Award WINNERS-Global Excellence in Adaptive Case Management
The Workflow Management Coalition (WfMC) has announced the winners of the second annual Global Awards for Excellence in Adaptive Case Management (ACM).
A panel of 18 judges reviewed the submissions, and in June announced a number of gold and silver winners. The awards recognize user organizations that have excelled in implementing innovative adaptive case management (ACM) solutions. Below is a summary of each of the ACM Award winners and their corresponding categories. The awards are co-sponsored by the WfMC and KMWorld (kmworld.com).
Award Winners include:
UWV, a Dutch organization delivering employee benefits to citizens, has been using process management systems since 2001. The system was completely upgraded to a new version in early 2012 to improve the customer experience. According to the knowledge workers themselves, the new adaptive case management system offers them the possibility to live up to their customers' expectations. This submission was the favorite of the judges. Factors that stood out were the clear alignment with goals, focus on customer satisfaction and the demonstrable business benefit to the users. It offers a compelling example of how ACM supports a data-driven process, allowing caseworkers to redo finished activities and revert to a previous state, or skip an activity if deemed unnecessary.
Generali Hellas, one of the world's largest insurance and financial services companies, has implemented case management for its core business processes, including insurance applications and claims. It illustrates how ACM has made its case handling much more flexible. Notable benefits cited include both delivery of 24/7 access via Web and mobile, as well as gains in knowledge worker efficiency by automating repetitive tasks, while allowing the freedom to define execution sequence when needed. Demonstrated benefits centered on a 70 percent reduction in time to issue a policy. Policies are now created in two days rather than 10, enhancing the goal of increasing both customer satisfaction and agent loyalty.
Operating in India since 1853, HSBC Bank has steadily grown in reach and service offerings, keeping pace with the evolving banking and financial needs of its customers. HSBC Bank sought to automate its customer request management process in India. A distinguishing feature of this case study was the volume of 20,000 transactions that more than 3,000 users handled every day—with the ability to balance workloads and route customer requests based on the context of the inquiry and the skill set of the staff. The expectation is that all cases can be made repeatable processes rather than that every case is potentially different and managed accordingly.

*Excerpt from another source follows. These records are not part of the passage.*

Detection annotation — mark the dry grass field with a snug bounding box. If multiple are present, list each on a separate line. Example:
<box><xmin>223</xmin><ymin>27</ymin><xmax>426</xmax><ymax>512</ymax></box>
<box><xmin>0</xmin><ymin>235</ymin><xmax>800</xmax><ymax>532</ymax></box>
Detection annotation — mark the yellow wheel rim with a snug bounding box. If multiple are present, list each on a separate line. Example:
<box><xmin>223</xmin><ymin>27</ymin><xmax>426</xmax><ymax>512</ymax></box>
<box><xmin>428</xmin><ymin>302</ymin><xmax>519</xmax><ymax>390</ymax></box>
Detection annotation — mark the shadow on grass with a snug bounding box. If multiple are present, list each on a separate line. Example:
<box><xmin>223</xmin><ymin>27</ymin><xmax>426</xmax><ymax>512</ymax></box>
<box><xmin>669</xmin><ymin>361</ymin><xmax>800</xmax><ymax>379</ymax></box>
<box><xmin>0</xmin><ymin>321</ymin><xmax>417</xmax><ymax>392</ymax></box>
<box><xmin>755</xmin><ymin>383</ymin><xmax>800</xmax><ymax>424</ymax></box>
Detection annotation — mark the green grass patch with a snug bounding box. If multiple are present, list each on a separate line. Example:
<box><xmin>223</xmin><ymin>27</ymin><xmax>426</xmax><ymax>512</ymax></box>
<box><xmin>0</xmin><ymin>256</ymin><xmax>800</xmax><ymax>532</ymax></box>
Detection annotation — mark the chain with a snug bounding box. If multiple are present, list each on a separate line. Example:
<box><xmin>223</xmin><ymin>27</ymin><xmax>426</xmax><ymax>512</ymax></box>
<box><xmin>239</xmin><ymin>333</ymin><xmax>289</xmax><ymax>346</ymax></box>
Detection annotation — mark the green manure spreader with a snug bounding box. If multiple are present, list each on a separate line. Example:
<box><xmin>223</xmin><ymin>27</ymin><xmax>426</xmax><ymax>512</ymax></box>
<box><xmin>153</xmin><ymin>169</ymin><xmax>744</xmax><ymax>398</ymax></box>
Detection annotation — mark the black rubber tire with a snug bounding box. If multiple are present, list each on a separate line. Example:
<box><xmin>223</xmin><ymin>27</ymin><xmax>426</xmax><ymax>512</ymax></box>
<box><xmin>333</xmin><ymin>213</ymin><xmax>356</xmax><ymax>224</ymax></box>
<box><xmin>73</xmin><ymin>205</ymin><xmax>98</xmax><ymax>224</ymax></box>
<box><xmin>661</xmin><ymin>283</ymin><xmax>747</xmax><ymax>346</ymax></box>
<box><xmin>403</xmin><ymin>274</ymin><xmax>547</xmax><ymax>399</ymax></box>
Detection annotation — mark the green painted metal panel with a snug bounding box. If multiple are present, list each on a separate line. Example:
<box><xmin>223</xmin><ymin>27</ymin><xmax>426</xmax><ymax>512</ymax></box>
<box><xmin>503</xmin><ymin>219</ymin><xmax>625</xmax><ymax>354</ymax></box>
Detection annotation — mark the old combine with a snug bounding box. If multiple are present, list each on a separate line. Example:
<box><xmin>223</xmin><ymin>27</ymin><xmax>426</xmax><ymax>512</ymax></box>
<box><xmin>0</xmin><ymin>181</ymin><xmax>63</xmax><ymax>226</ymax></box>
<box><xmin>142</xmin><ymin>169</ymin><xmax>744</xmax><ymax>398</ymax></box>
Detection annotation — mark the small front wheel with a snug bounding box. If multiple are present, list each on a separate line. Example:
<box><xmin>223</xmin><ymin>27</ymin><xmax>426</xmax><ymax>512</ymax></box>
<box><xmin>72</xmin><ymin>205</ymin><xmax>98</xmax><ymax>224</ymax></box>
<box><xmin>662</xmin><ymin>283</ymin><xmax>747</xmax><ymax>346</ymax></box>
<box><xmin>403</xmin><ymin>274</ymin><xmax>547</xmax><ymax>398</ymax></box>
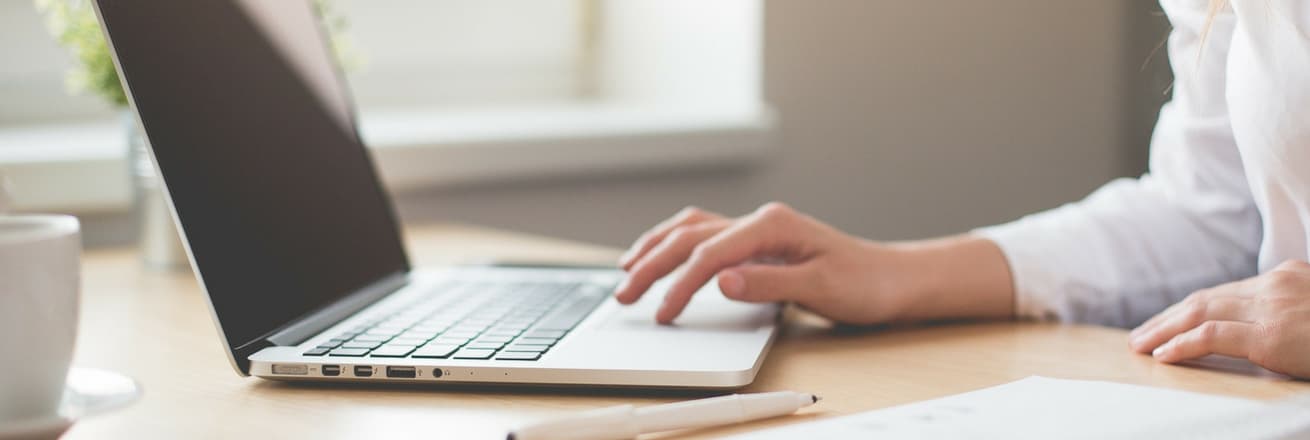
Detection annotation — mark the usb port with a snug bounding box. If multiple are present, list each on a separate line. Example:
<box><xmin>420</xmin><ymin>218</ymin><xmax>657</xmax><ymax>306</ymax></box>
<box><xmin>386</xmin><ymin>367</ymin><xmax>418</xmax><ymax>378</ymax></box>
<box><xmin>272</xmin><ymin>364</ymin><xmax>309</xmax><ymax>376</ymax></box>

This innovative case study combines ACM with artificial intelligence (AI) to generate processes able to continuously advise and adapt to patient circumstances and provide guidance to professionals while offering case tracking, as well as collaboration with other physicians and patients. It exists as an add-on to an existing electronic health record (EHR) system, and uses a knowledgebase to propose tailored drug treatments for cancer patients. So far it has demonstrated a "dramatic reduction of dosage errors, a cut of time by 25 percent and unprecedented higher awareness due to enhanced reporting capabilities."
Vision Service Plan (VSP) provides quality, cost-effective eye care benefits, products and services to eye care professionals, employers and more than 56 million members. This submission illustrates how ACM has played a critical role in helping VSP improve the quality of customer service, accuracy of information and compliance with government and industry regulations, while achieving significant cost savings—specifically more than $700,000 in annual savings. A dashboard provides supervisors and management with visibility and access to active work. Examples of adaptability cited include allowing runtime addition of tasks of standard type to a case, each addition bringing in a corresponding specialized person as processor. Judges cited the degree to which staff members at various levels were engaged, contributing significantly to the successful rollout.